Je suis d’accord sur le fait qu’on ne peut continuer à autoriser les gens à s’asseoir l’un à côté de l’autre dans les autobus. L’inclusion de plus d’autobus sur les lignes, ainsi que l’introduction de contract buses pour permettre au public de se déplacer quotidiennement, tout en évitant d’être en contact avec autrui, sont des solutions viables. 

Je suis aussi d’accord sur le fait que l’accès aux supermarchés par ordre alphabétique avait aussi marché. Mais il n’y a pas que cela. Les propriétaires des supermarchés ne sont pas obligés d’attendre que les autorités viennent imposer des mesures. Ils peuvent d’eux-mêmes introduire des actions pouvant favoriser la distanciation sociale, en effectuant un tri des clients, par exemple. 

Le commerce en ligne, qui était devenu une pratique courante lors du confinement, peut aussi être relancé. Je pense aussi qu’il devient de plus en plus nécessaire que les autorités proposent des alternatives aux personnes qui n’ont pas les conditions nécessaires pour bien effectuer l’auto-isolement. Il faut, pour cela, bien cibler les cas.

J’observe que le ‘work from home’ n’est pas en train d’être vraiment appliqué. Étant donné que cela ne se fait pas au niveau des ministères, le secteur privé ne suit pas le pas non plus "

Le gouvernement n’a, jusqu’ici, rien imposé concernant les supermarchés et les autobus, qui sont considérés comme des sources de propagation du virus. Cela pousse certains à penser qu’il est l’otage des opérateurs économiques. Êtes-vous d’accord avec cela ?

Je dois reconnaître qu’il y a des trucs étranges concernant les restrictions sanitaires. Prenons l’exemple des casinos qui sont des endroits clos, où les gens sont en train d’avoir accès sans réel contrôle. Ce qui fait penser qu’il y a une politique de deux poids deux mesures. Mais ceci dit, refermer notre économie n’est pas la solution à mon sens. Si on impose un lockdown, je crains le pire pour l’avenir. 

Mais Maurice ne gagnerait pas à s’inspirer des autres pays qui ont décidé d’imposer des lockdowns ciblés. Certains États ont, par exemple, confiné les non vaccinés, les personnes âgées ou ceux souffrant de comorbidités…

Ce sont des pistes qui peuvent effectivement être explorées par nos décideurs. Les statistiques à travers le monde ont, en effet, démontré que les vaccinés sont moins atteints et que leurs chances de survie sont beaucoup plus grandes. 

La Private Notice Question (PNQ) du leader de l’opposition a révélé une lettre adressée par les autorités mauriciennes pour avoir en urgence de l’aide médicale auprès de l’île de la Réunion.
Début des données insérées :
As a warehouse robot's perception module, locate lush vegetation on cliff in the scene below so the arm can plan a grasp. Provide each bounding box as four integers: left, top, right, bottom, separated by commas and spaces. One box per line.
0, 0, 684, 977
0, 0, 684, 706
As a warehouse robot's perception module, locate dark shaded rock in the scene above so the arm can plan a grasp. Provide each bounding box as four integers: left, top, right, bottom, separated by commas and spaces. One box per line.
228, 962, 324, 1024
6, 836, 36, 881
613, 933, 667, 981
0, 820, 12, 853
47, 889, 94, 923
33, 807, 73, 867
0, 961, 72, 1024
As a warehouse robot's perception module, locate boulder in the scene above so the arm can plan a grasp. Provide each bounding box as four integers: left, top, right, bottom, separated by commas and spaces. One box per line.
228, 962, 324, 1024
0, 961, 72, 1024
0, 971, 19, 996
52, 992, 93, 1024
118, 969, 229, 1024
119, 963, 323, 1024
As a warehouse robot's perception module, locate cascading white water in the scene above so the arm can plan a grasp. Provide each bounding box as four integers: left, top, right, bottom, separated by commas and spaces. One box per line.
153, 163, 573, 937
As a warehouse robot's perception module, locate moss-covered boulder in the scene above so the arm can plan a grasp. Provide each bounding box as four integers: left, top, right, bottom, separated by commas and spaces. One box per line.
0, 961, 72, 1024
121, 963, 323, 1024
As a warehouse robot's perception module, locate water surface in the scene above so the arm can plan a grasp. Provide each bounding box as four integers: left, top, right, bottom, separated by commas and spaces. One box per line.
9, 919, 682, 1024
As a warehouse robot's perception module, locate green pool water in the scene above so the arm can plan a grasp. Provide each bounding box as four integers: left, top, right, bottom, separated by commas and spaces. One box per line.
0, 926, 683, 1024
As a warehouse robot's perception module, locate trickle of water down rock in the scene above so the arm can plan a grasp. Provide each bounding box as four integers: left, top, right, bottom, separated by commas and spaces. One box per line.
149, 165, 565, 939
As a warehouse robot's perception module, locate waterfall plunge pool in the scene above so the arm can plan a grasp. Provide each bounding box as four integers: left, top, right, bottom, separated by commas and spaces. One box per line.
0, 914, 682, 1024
Est-ce que cela vous interpelle ?

J’ai, en effet, lu cette lettre, qui comprend un élément d’urgence. Si on met tout cela en perspective, cela fait plus d’un an que nous sommes en train d’être frappés par cette pandémie. Et qu’est-ce qui a été fait jusqu’ici en termes de preparedness plan ? Il y a des équipements qui ont été achetés et les procédures d’achat ont fait l’objet d’enquête. Il y a également eu un slogan qui a mis en avant le fait que la vaccination était LA solution. Peut-être qu’on pensait qu’en injectant une grande partie de la population, cela nous aurait évité une nouvelle vague. Cela a peut-être été un mauvais calcul. Ce qui fait qu’on se retrouve dans l’urgence de trouver un stock d’oxygène. La vérité, c’est qu’avec le nombre de décès enregistrés au quotidien, la situation est vraiment critique. 

Lors de la semaine écoulée, des syndicalistes du secteur de la santé ont déploré le fait qu’il n’y ait pas eu assez de formation pour le personnel soignant avec, pour résultat, une pénurie sur le marché. Cela est-il une faute grave des autorités ?

La formation est, en effet, une très bonne chose. Mais, concernant le secteur de la santé, je ne crois pas que la solution réside uniquement au niveau de la formation. Il y a un véritable problème concernant les infrastructures. Regardez les salles d’attente qui sont des sources de propagation du virus. Tout ce problème d’organisation et d’infrastructures témoigne d’un problème de gestion. Il est grand temps que les autorités viennent de l’avant avec une formule de crowd management et tout ce qui tourne autour du preparedness plan.